Apesar do que o encarregado dissera, Karswell podia aparecer lá, e Dunning
sentia que não lhe seria possível enfrentar um desconhecido provavelmente
hostil. Sua própria casa lhe parecia odiosa. Não lhe agradava a ideia de
incomodar de novo o doutor. Gastou algum tempo numa curta visita ao hospital e
se sentiu ligeiramente animado com as boas notícias sobre as duas criadas.
Cerca da hora do almoço se dirigiu ao clube, sentindo de novo um lampejo de
satisfação ao avistar o secretário da associação. Durante o almoço Dunning
contou ao amigo sua aflição mais material, mas não teve coragem de falar sobre
as que diziam mais diretamente sobre o espírito. O secretário disse:
—
Meu caro amigo, que contratempo! Olha aqui: estamos sós em casa. Vem ficar
conosco. É isso mesmo! Nada de desculpa. Manda tuas coisas nesta tarde.
Dunning
foi incapaz de resistir. Na realidade, já estava começando a se sentir muito
preocupado, conforme o tempo se passava, sobre o que o esperaria durante a
noite. Se sentia quase contente quando correu a casa para arrumar uma maleta.
Os
amigos, quando tiveram tempo de o observar bem, ficaram espantados com o
aspecto abatido, e fizeram o possível para o animar. Não tão sem resultado. Mas
quando os dois homens estavam fumando sozinhos, mais tarde, Dunning ficou de
novo sombrio. Subitamente disse:
—Gayton,
acho que aquele alquimista sabe que fui eu quem fez com que sua conferência
fosse rejeitada.
Gayton
assobiou.
—
O que te levou a pensar assim?
Dunning lhe contou a conversa que tivera com o
encarregado do museu, e Gayton não pôde deixar de concordar que a suposição
parecia acertada.
—Não
que eu me importe muito, somente seria um aborrecimento se nos encontrarmos. É
um sujeito mal-humorado, ao que me consta.
A
conversa esmoreceu de novo. Gayton estava cada vez mais impressionado com a
depressão que notava na fisionomia e na atitude de Dunning, e finalmente,
embora fazendo um esforço considerável, perguntou, a queima-roupa, se havia
algo sério que o preocupasse. Dunning teve uma exclamação de alívio. Estava
ansioso para tirar isso da cabeça.
—Sabes
algo sobre um homem chamado John Harrington?
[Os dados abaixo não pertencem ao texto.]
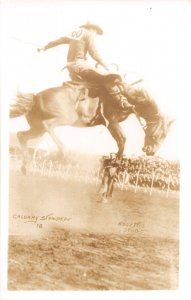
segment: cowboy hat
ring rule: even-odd
[[[91,22],[87,22],[86,24],[81,25],[80,28],[85,28],[85,29],[93,28],[97,31],[97,34],[100,34],[100,35],[103,34],[102,28],[100,26],[94,24],[94,23],[91,23]]]

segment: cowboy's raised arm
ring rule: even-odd
[[[99,53],[98,53],[98,51],[96,49],[96,46],[95,46],[94,37],[92,35],[88,36],[88,53],[105,70],[110,71],[109,67],[104,63],[102,57],[99,55]]]
[[[42,48],[38,48],[37,51],[46,51],[47,49],[56,47],[58,45],[69,44],[69,43],[70,43],[70,39],[68,37],[64,36],[64,37],[61,37],[60,39],[57,39],[55,41],[48,43],[46,46],[44,46]]]

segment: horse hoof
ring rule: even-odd
[[[21,172],[23,173],[23,175],[26,175],[27,169],[26,169],[25,166],[22,166],[22,167],[21,167]]]

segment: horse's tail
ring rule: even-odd
[[[19,92],[13,104],[10,106],[10,118],[26,115],[33,107],[34,94],[22,94]]]

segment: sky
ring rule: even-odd
[[[186,66],[190,60],[190,1],[4,1],[3,89],[9,103],[17,90],[36,93],[68,79],[67,46],[46,52],[36,49],[71,32],[88,20],[104,30],[97,48],[108,64],[117,63],[129,83],[142,78],[142,86],[161,110],[175,119],[158,155],[179,158],[180,103],[186,98]],[[140,155],[144,134],[131,116],[122,123],[127,136],[125,152]],[[10,131],[28,128],[21,117],[10,122]],[[57,128],[68,149],[106,154],[116,151],[107,129]],[[95,136],[97,137],[95,139]],[[46,135],[41,147],[54,149]]]

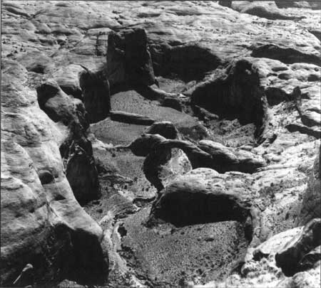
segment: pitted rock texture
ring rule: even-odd
[[[155,82],[151,54],[144,29],[136,28],[108,35],[107,77],[111,86]]]
[[[1,284],[12,285],[27,264],[39,284],[61,277],[102,282],[103,231],[63,174],[58,145],[66,130],[40,109],[27,70],[13,60],[1,65]]]
[[[320,287],[320,244],[275,262],[317,213],[320,1],[219,2],[1,3],[1,285]],[[203,166],[251,217],[144,226]]]
[[[312,219],[321,216],[320,157],[321,153],[319,150],[319,155],[315,158],[312,170],[310,172],[307,191],[303,196],[301,211],[297,220],[297,225],[305,225]]]

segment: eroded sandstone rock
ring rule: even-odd
[[[315,158],[313,169],[309,178],[307,188],[303,196],[301,211],[297,217],[297,225],[305,225],[312,219],[320,218],[321,215],[320,149],[321,148],[319,149],[319,155]]]
[[[98,198],[100,192],[93,148],[78,123],[71,123],[70,134],[59,149],[66,176],[77,201],[83,204]]]
[[[3,64],[9,69],[1,87],[1,285],[12,285],[27,264],[39,284],[54,285],[61,277],[101,283],[108,274],[102,230],[63,174],[58,145],[64,126],[39,108],[26,69]]]
[[[130,84],[149,85],[155,82],[151,55],[144,29],[127,29],[108,35],[108,78],[113,87]]]

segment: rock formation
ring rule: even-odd
[[[320,9],[4,1],[0,286],[319,287]]]
[[[319,156],[315,158],[312,170],[310,172],[307,191],[303,196],[301,211],[297,217],[297,225],[298,226],[305,225],[310,220],[321,216],[320,157],[321,153],[319,150]]]

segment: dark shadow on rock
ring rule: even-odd
[[[321,146],[319,148],[319,155],[315,158],[313,169],[309,177],[301,210],[295,223],[297,226],[305,225],[312,219],[321,217],[320,161]]]
[[[106,118],[111,111],[111,94],[103,70],[83,73],[79,82],[90,122],[96,123]]]
[[[287,243],[282,251],[275,255],[276,264],[282,268],[285,276],[292,276],[302,271],[305,265],[309,266],[308,258],[310,261],[315,259],[315,257],[309,257],[308,255],[309,253],[311,255],[311,251],[320,245],[321,220],[320,218],[315,218],[305,225],[295,241]],[[320,257],[316,259],[317,261],[320,260]]]
[[[117,85],[155,83],[144,29],[124,29],[108,35],[107,74],[111,87]]]
[[[258,70],[248,60],[230,63],[213,80],[197,85],[190,94],[192,105],[203,107],[220,118],[238,118],[243,124],[254,123],[259,134],[266,99],[260,87]]]
[[[282,48],[273,44],[253,47],[251,56],[278,60],[286,64],[305,63],[320,66],[320,60],[317,55],[307,54],[292,48]]]
[[[98,171],[91,143],[81,126],[73,122],[70,129],[68,137],[59,149],[73,195],[80,204],[84,204],[100,196]]]

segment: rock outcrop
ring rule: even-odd
[[[249,218],[251,223],[247,229],[251,240],[250,204],[242,196],[225,190],[219,184],[222,180],[218,172],[206,169],[192,170],[178,177],[161,191],[148,225],[157,219],[184,226],[230,220],[245,223]]]
[[[66,176],[77,201],[83,204],[100,196],[98,171],[91,143],[76,122],[69,125],[67,139],[59,147]]]
[[[1,65],[1,285],[12,285],[29,264],[39,284],[65,278],[103,283],[103,231],[80,207],[63,171],[58,146],[66,130],[40,109],[26,69],[12,60]],[[49,97],[65,98],[54,88]]]
[[[144,29],[128,29],[108,35],[107,75],[111,86],[155,82],[151,54]]]
[[[249,151],[229,149],[210,140],[201,140],[195,145],[188,141],[146,134],[136,139],[128,148],[136,155],[146,156],[144,173],[158,190],[163,188],[158,174],[162,166],[170,159],[173,149],[184,151],[193,169],[210,168],[220,173],[228,171],[253,173],[266,165],[261,157]]]
[[[287,243],[275,255],[276,265],[282,268],[286,276],[292,276],[298,272],[311,269],[315,262],[320,260],[320,252],[317,257],[317,252],[314,250],[321,245],[320,231],[320,218],[311,220],[295,239]]]
[[[260,127],[266,100],[255,66],[240,60],[215,76],[189,92],[192,105],[205,107],[222,118],[236,117],[241,123],[253,122]]]
[[[319,287],[320,8],[4,1],[0,285]]]
[[[58,69],[53,77],[63,92],[83,102],[91,123],[109,115],[109,82],[103,68],[91,72],[81,65],[71,64]]]
[[[319,155],[315,158],[312,170],[310,172],[307,191],[303,196],[301,211],[297,220],[297,225],[298,226],[305,225],[313,218],[320,218],[321,216],[320,150],[321,148],[319,149]]]

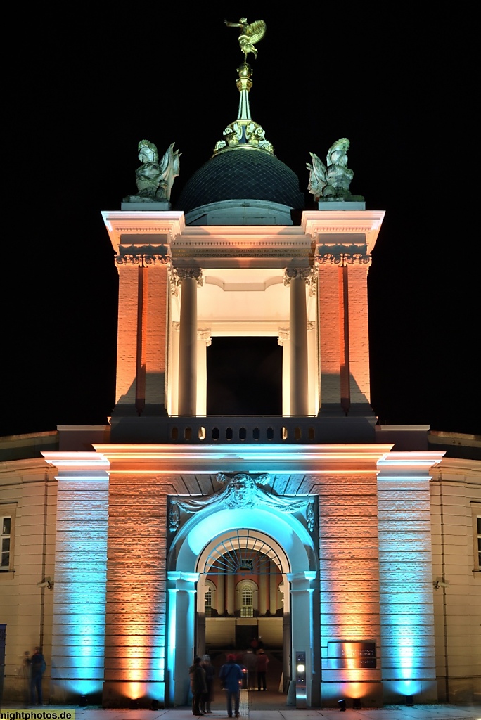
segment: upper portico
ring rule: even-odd
[[[271,336],[282,346],[282,415],[270,422],[270,439],[300,439],[300,426],[289,431],[295,418],[310,418],[310,441],[371,441],[367,278],[384,212],[351,194],[346,138],[327,165],[310,153],[317,210],[305,210],[297,176],[252,118],[246,59],[237,73],[237,118],[176,209],[180,155],[172,144],[159,161],[144,140],[138,193],[103,212],[120,274],[112,437],[222,441],[220,421],[207,432],[207,348],[220,336]],[[206,419],[192,433],[180,420],[189,418]],[[246,442],[263,432],[252,423],[242,426]]]

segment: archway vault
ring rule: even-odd
[[[241,564],[243,557],[259,549],[279,567],[287,581],[284,592],[287,593],[284,611],[288,613],[288,622],[285,616],[284,622],[287,663],[284,679],[286,675],[292,677],[293,651],[300,649],[307,654],[306,667],[310,672],[316,652],[313,647],[316,624],[313,593],[316,587],[318,588],[318,560],[315,534],[308,529],[307,513],[302,512],[301,505],[302,503],[305,505],[310,503],[308,496],[305,500],[297,500],[300,504],[297,513],[292,511],[294,503],[289,508],[281,503],[278,508],[273,507],[271,498],[270,505],[264,505],[261,493],[257,495],[253,507],[226,507],[226,504],[207,502],[203,507],[199,503],[194,508],[192,501],[189,501],[188,506],[181,498],[176,501],[179,505],[182,503],[181,507],[189,511],[190,517],[180,523],[168,557],[168,664],[175,678],[175,685],[171,688],[174,704],[185,703],[188,687],[182,686],[180,678],[185,680],[185,667],[192,662],[192,654],[197,649],[194,631],[199,607],[196,595],[202,593],[207,574],[212,574],[212,567],[228,549],[233,554],[233,564]],[[227,572],[228,568],[223,570]],[[296,617],[300,618],[300,624],[295,621]],[[289,639],[291,634],[296,639],[295,648]],[[307,694],[310,700],[310,686]]]
[[[290,572],[287,556],[272,538],[256,530],[231,530],[206,545],[199,556],[197,572],[211,575],[270,575],[269,561],[281,573]]]
[[[253,542],[264,542],[277,555],[283,573],[317,572],[312,534],[294,515],[271,508],[210,509],[196,512],[177,533],[168,567],[181,573],[205,572],[209,554],[240,528]],[[267,549],[267,548],[266,548]],[[269,556],[271,557],[271,556]]]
Gayton ficou desnorteado e no momento pôde
apenas perguntar o motivo.
A
história toda das aventuras de Dunning veio, então. Ele discorreu sobre o que
acontecera no bonde, na casa e na rua, a perturbação de espírito que se abatera
e ainda persistia. E terminou com a pergunta com a qual começara.
Gayton
não sabia responder. Contar a história da morte de Harrington talvez seria
correto. Somente Dunning estava em estado de excitação nervosa, a história era
bastante tétrica, e não podia deixar de pensar se há traço de ligação entre os
dois casos, na pessoa de Karswell.
Era
uma coisa difícil de admitir para um cientista, mas podia ser mascarada pela
frase “sugestão hipnótica”. Enfim, resolveu que a resposta naquela noite deveria ser guardada. Conversaria
com a esposa sobre a situação. Assim, disse que conhecera John Harrington em
Cambrigde e que ele morrera de repente em 1889, acrescentando alguns detalhes
sobre o homem e sobre suas obras publicadas. Conversou de fato sobre o assunto
com senhora Gayton, e, como previra, ela chegou imediatamente à conclusão que
antecipara. Foi ela quem lhe lembrou o irmão sobrevivente, Henry Harrington, e,
também, sugeriu que ele seria encontrado por intermédio dos amigos que
visitaram no dia anterior. Gayton sugeriu que poderia ser uma pista errada.
—Isso
se pode verificar por intermédio dos Bennett, que o conhecem — replicou a Sra.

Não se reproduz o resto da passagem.